Thirty-five asylumseekers broke out of an Australian immigration detention on Papua New Guinea’s (PNG) Manus Island and several were injured, officials said yesterday, as tensions mount about their fate under hardline policies.
Australian Immigration Minister Scott Morrison said the group escaped on Sunday evening, but were quickly rounded up by private security contractors at the facility, one of two remote Pacific camps used in Canberra’s off-shore detention policy.
Under the scheme, aimed at deterring people-smugglers, any asylumseeker arriving by boat or intercepted at sea is transferred to Manus or Nauru for processing and permanent resettlement outside Australia.
Morrison said power poles and fences were toppled during the fracas, and bunk beds smashed to fashion makeshift weapons, but no buildings were destroyed.
“A full face-to-photo identification has been conducted and all transferees have been accounted for,” Morrison told reporters.
Eight detainees were arrested over the disturbance, and Morrison said 19 went to the medical centre for treatment, “none of whom were exhibiting life-threatening conditions.”
“As at this morning, five of those transferees remained at the clinic. A number of G4S [security contractor] staff also sustained minor injuries,” he said.
He said he did not yet have a full report about the medical conditions of those who were treated, and refused to “speculate” when asked whether the injuries were serious.
The breakout followed a tense meeting at the center between detainees and officials from Papua New Guinea’s immigration and citizenship authority to discuss their fate if they were found to have a genuine refugee claim.
Morrison said detainees “became agitated and commenced chanting” after they were informed they would be resettled in PNG and “a third country option will not be offered.”

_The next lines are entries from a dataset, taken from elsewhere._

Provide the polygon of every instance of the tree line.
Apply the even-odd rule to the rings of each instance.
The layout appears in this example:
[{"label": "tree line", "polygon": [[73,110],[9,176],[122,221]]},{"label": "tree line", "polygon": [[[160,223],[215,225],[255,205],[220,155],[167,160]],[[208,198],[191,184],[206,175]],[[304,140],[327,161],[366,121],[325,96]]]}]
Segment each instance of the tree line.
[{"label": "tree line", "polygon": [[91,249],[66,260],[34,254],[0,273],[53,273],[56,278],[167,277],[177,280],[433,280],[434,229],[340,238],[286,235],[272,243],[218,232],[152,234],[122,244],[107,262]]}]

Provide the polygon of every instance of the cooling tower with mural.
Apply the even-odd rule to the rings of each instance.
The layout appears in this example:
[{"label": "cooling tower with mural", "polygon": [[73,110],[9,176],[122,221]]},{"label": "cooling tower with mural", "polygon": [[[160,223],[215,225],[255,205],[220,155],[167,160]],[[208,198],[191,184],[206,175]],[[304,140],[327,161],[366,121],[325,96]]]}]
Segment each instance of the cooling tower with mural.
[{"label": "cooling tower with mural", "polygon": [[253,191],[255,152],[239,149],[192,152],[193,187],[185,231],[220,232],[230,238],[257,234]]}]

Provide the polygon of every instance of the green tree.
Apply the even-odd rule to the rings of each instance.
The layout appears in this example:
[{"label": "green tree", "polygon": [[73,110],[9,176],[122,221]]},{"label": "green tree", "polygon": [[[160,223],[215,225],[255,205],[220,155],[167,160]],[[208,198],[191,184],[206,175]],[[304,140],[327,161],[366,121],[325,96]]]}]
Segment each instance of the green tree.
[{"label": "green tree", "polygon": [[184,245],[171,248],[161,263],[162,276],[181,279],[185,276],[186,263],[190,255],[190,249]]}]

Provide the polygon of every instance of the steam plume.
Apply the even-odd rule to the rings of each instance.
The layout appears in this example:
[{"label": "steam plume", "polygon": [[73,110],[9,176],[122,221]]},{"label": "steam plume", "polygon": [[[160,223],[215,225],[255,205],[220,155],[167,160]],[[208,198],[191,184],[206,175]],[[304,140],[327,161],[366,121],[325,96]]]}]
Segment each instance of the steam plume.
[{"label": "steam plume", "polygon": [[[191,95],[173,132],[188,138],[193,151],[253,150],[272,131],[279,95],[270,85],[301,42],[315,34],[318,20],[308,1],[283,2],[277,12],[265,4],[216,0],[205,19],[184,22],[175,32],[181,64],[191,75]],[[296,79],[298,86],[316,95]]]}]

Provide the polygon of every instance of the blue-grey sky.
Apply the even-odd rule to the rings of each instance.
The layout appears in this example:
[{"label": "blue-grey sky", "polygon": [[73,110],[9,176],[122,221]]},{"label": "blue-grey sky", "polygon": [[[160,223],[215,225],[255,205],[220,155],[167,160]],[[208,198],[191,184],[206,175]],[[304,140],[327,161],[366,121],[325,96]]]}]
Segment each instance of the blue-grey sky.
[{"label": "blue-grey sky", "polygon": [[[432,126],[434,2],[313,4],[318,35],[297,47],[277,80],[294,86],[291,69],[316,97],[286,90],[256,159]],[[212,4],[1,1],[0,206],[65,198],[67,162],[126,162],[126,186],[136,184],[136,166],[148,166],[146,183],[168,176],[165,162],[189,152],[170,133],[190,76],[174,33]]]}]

They were also told “that neither the PNG or the Australian governments will be acting on behalf of the transferees in seeking alternative settlement countries to PNG,” Morrison said.
Though security staff used “personal protection gear,” Morrison said “no batons or other weapons were in situ.”
He described resettlement as a “challenge” — the details of which were yet to be hammered out with Papua New Guinea’s government — and suggested that the Manus facility could become a permanent home for some of the 1,340 currently housed there.
“It’s not restricted to being a temporary accommodation,” he said. “If people are resettled [in PNG] then that’s a possibility, but those sorts of details haven’t been confirmed.”
The UN High Commissioner for Refugees has condemned Australia’s camps on Manus and Nauru as “harsh” facilities that “impact very profoundly on the men, women and children housed there.”
Australian Prime Minister Tony Abbott said people in the camps were being treated humanely, but “if you come to Australia illegally by boat, this is, I’m afraid, what happens to you.”
“It’s impossible not to feel sorry for people who want a better life and who are living in a horrible country and I guess it’s good that they think Australia is a beacon,” he said. “We are a beacon — a beacon of freedom and decency and generosity — but we cannot allow people to take advantage of our generosity in this way. If they’re going to come to Australia, they should come through the proper channels and not through the back door.”